On commence l’Aikido pour différentes raisons. Un tel veut simplement devenir fort, un autre rêve de paix et d’harmonie universelle, un troisième vit dans le mythe transmis par l’histoire des samouraïs. Le hasard met aussi parfois un dojo près de chez soi.
Mais les raisons pour lesquelles on commence sont des raisons secondaires, des explications de surface, l’écume des choses. Ce ne sont pas les raisons pour lesquelles on persévère, et elles n’ont que l’intérêt des anecdotes. Pourquoi en vérité un homme des temps modernes, qui reçoit de son époque des sollicitations innombrables, décide-t-il de consacrer son énergie, son temps, sa vie, à l’étude de ce qui n’est à première vue qu’un art martial japonais quelque peu désuet ?
Cette question ne doit pas être traitée de l’extérieur, car c’est dans l’art lui-même qu’elle trouve sa réponse. Ce n’est en effet qu’à partir du niveau de compréhension auquel on parvient de cet art, après avoir accepté d’emprunter le chemin sinueux de son étude, que se dessine, par touches successives, la raison profonde, la raison véritable de la pratique. En d’autres termes, il n’est possible de savoir pourquoi on se met en chemin qu’une fois parcourue la plus grande partie de celui-ci.
Cette particularité pose tout de même un problème à qui veut bien réfléchir : si je ne peux comprendre pourquoi je pratique qu’après être parvenu à un niveau avancé de la pratique, qu’est-ce donc qui a motivé mes débuts et mes années d’initiation ? Par quel mystère ai-je commencé et continué, sans raison explicable, une activité à laquelle je n’avais aucun moyen de comprendre quoi que ce soit ? Au nom de quoi le débutant enthousiaste que j’étais a-t-il accepté de demeurer si longtemps, et sans véritable espoir, sur son appétit de connaissance ?
C’est dans cette circonstance me semble-t-il que les paroles d’O Sensei prennent tout leur sens : « Il faut absolument faire confiance à la divinité. » Je n’ai pas en effet d’autre réponse que l’acte de foi à apporter au paradoxe qui précède. Or l’acte de foi est irrationnel, et s’il est exact qu’il se trouve à l’origine de la pratique il est normal alors qu’on ne sache expliquer pendant longtemps pourquoi l’on fait de l’Aikido. Cependant, si la foi – irrationnelle par définition – en cette discipline pousse à en entreprendre l’étude, de l’étude naît en revanche une compréhension – rationnelle par définition – des raisons profondes qui ont mené à elle.

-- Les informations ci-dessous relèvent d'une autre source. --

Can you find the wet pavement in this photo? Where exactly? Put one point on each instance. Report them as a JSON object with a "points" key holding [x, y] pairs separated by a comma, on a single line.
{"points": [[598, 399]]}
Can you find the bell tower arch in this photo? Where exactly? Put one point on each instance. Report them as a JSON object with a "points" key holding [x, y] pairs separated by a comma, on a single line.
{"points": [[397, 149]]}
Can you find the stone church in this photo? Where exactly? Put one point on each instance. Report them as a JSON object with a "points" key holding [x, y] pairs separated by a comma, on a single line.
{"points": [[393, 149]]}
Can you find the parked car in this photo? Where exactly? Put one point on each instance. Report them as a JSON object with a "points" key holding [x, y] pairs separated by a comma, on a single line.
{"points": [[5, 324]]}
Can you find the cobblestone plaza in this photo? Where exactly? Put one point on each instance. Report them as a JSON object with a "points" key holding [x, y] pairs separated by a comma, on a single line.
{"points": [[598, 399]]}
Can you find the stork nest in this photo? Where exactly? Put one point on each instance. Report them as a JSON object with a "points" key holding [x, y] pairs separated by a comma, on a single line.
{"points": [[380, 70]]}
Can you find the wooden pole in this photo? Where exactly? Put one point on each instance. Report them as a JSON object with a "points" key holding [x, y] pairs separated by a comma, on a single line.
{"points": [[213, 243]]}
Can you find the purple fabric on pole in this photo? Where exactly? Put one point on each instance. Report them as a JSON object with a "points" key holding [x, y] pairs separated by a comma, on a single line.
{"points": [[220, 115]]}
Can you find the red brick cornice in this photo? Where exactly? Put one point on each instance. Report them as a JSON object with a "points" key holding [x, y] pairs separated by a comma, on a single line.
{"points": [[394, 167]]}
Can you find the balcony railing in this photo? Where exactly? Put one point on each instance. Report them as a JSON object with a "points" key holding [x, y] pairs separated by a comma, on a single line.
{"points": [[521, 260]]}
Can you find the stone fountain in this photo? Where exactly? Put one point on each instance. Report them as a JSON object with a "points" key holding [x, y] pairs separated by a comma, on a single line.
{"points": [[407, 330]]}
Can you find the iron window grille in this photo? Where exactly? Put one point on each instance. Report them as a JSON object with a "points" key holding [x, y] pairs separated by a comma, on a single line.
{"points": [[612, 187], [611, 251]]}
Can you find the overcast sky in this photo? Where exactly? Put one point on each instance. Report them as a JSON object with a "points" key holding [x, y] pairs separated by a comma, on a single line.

Cette alchimie est remarquable, mais les raisons en question ne sont pas communicables à celui qui n’a pas effectué lui-même le parcours. Non pas qu’il y ait un secret qui soit jalousement gardé. Il n’y a pas de secret. Mais il y a une condition, c’est que pour recevoir le moyen de comprendre il faut accepter de faire le chemin. Celui qui n’a pas fait le chemin peut bien-sûr recevoir des mots, mais il ne peut pas les entendre. Les mots ne deviennent porteurs de sens qu’au moment où l’adepte pénètre le cœur du royaume, ils n’éveillent autrement que des concepts intellectuels stériles. C’est pour cela qu’on ne peut jamais expliquer ce qu’est l’Aikido à quelqu’un qui ne le pratique pas. Et c’est pour la même raison qu’on ne peut comprendre véritablement pourquoi l’on fait de l’Aikido avant que ne soit écoulée la trentaine d’année nécessaire à faire sortir le diamant de sa gangue.
Les années ont passé, années de travail et de recherche, mais si je sais aujourd’hui pourquoi je fais de l’Aikido, à quoi bon le dire ? Ceux qui n’ont pas emprunté, ou pas encore accompli, le chemin ne peuvent entendre mes propos, et ceux qui l’ont accompli connaissent déjà intimement le paysage que peindrait si mal le pauvre vocabulaire dont je dispose. Le Tao enseigne que la voie qui peut être énoncée n’est pas la voie. C’est grande sagesse, les vraies réponses aux questions importantes sur notre existence exigent travail et sueur, elles demandent du temps aussi. Isis ne laisse pas tomber son voile pour le prix de quelques belles phrases. Celui qui veut savoir doit avant tout savoir qu’il est l’artisan de son propre savoir, et ne rien attendre de l’extérieur. It’s up to you disent les Anglais. On peut bien-sûr se rendre à Compostelle en avion, mais l’initiation ne se pioche pas comme dans un livre les recettes de cuisine, et le champ d’étoiles reste inaccessible à qui se contente de moyens faciles. Il n’existe pas de raccourci commode à la connaissance. Seul le travail que l’on effectue sur soi-même a une chance d’apporter réponse à la question que pose Aikido Journal.
Philippe Voarino, 21 juillet 2011, anniversaire de la lune.